Scientists Discovered Exoplanets More Than 70 Years Earlier Than Thought

A 1917 glass plate discovered in an observatory archive records the first evidence of exoplanets

exoplanet discovery
The 1917 photographic plate spectrum of van Maanen's star from the Carnegie Observatories’ archive. Carnegie Institution for Science

As far as astronomers knew, the first evidence for the existence of exoplanets, or planets outside our solar system, was recorded in the late 1980s and early 1990s. However, a glass plate recently discovered in the archives of the Carnegie Observatories in California shows that, unbeknownst to them, astronomers had been sitting on evidence of exoplanets since as far back as 1917.

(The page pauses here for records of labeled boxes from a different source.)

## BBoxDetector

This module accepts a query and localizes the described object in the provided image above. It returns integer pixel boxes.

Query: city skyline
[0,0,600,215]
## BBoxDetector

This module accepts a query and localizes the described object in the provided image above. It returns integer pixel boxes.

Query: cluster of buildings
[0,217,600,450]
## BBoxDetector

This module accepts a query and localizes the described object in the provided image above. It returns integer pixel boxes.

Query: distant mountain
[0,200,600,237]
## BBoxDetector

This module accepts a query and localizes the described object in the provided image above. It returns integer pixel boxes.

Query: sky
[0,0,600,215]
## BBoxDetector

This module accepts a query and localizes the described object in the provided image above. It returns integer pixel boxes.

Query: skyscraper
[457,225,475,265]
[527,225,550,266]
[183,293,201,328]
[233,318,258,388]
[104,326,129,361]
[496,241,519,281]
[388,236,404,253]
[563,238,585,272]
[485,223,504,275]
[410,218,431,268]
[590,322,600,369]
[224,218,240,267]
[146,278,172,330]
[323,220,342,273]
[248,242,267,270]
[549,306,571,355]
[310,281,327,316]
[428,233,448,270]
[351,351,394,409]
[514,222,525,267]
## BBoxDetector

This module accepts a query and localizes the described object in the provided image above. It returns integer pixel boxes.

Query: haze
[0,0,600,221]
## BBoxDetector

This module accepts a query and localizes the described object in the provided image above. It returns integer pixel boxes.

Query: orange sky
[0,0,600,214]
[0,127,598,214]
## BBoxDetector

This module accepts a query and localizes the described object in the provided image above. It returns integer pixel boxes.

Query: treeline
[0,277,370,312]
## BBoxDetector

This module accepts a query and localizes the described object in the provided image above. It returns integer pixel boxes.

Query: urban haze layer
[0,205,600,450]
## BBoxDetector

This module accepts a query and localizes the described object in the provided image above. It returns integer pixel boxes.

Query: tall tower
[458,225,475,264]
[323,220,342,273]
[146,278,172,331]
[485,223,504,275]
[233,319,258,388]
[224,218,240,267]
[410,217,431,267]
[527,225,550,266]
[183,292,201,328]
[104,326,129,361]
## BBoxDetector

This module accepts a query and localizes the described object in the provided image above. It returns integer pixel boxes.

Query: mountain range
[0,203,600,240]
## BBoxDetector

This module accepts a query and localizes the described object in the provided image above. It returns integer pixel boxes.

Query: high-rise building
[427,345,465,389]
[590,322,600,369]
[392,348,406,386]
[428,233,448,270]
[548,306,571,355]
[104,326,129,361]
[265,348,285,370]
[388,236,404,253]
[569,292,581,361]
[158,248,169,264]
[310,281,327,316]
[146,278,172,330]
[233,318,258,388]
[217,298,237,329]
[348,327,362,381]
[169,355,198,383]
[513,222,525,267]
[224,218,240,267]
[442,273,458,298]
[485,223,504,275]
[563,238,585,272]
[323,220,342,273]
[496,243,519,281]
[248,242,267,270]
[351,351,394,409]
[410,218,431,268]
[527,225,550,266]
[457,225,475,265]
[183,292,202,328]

It might seem like modern astronomers regularly announce the discovery of new planets outside of our solar system, but this wasn’t the case until recently. These days, astronomers rely on sophisticated instruments like the Kepler Space Telescope to detect exoplanets by searching for certain clues. But during the early 20th century, the only method astronomers had for studying the makeup of faraway stars was to photograph them on glass plates, like the one recently rediscovered by astronomer Jay Farihi, Maddie Stone reports for Gizmodo.

Farihi never intended to look for planets: he was actually trying to dig up old information about a particular white dwarf star known as “van Maanen’s star.” First discovered by famed astronomer Walter Adams in 1917, the star was recorded on a glass plate along with an image of its light spectrum.

Farihi was studying white dwarfs when he requested to see Adams’ plate. He examined the star’s spectrum to see what it was made of and realized that it contained heavy elements that shouldn’t have been there, like magnesium and iron, Andrew Moseman reports for Popular Mechanics. Upon closer inspection, he realized that they must have come from the shattered remains of a planet.

“The mechanism that creates the rings of planetary debris, and the deposition onto the stellar atmosphere, requires the gravitational influence of full-fledged planets,” Farihi says in a statement. “The process couldn’t occur unless there were planets there.”

The presence of these elements suggests that the white dwarf is surrounded by rocky debris left over from a planet that once orbited the star. While astronomers have yet to directly observe an exoplanet in orbit around a white dwarf, in recent years they have found evidence of rocky debris around similar stars, Elizabeth Howell reports for Discovery News. These “polluted white dwarfs” were a surprise at first, as scientists at first believed that white dwarfs were so old that any evidence of planets orbiting them would have been long-gone.

“The unexpected realization that this 1917 plate from our archive contains the earliest recorded evidence of a polluted white dwarf system is just incredible,” Carnegie Observatories director John Mulchaey says in a statement. “And the fact that it was made by such a prominent astronomer in our history as Walter Adams enhances the excitement.”

In recent years, observatory archives have been a treasure trove for scientists and historians alike. Just a few months ago, Danish astronomers dug up glass plates dating back to the 19th and early 20th century that documented solar eclipses and helped confirm Albert Einstein’s General Theory of Relativity. With hundreds of thousands of glass plates in the Carnegie Observatories’ archives, Mulchaey hopes they might hold more discoveries just waiting to be found.

“We have a ton of history sitting in our basement and who knows what other finds we might unearth in the future?” Muchaey says.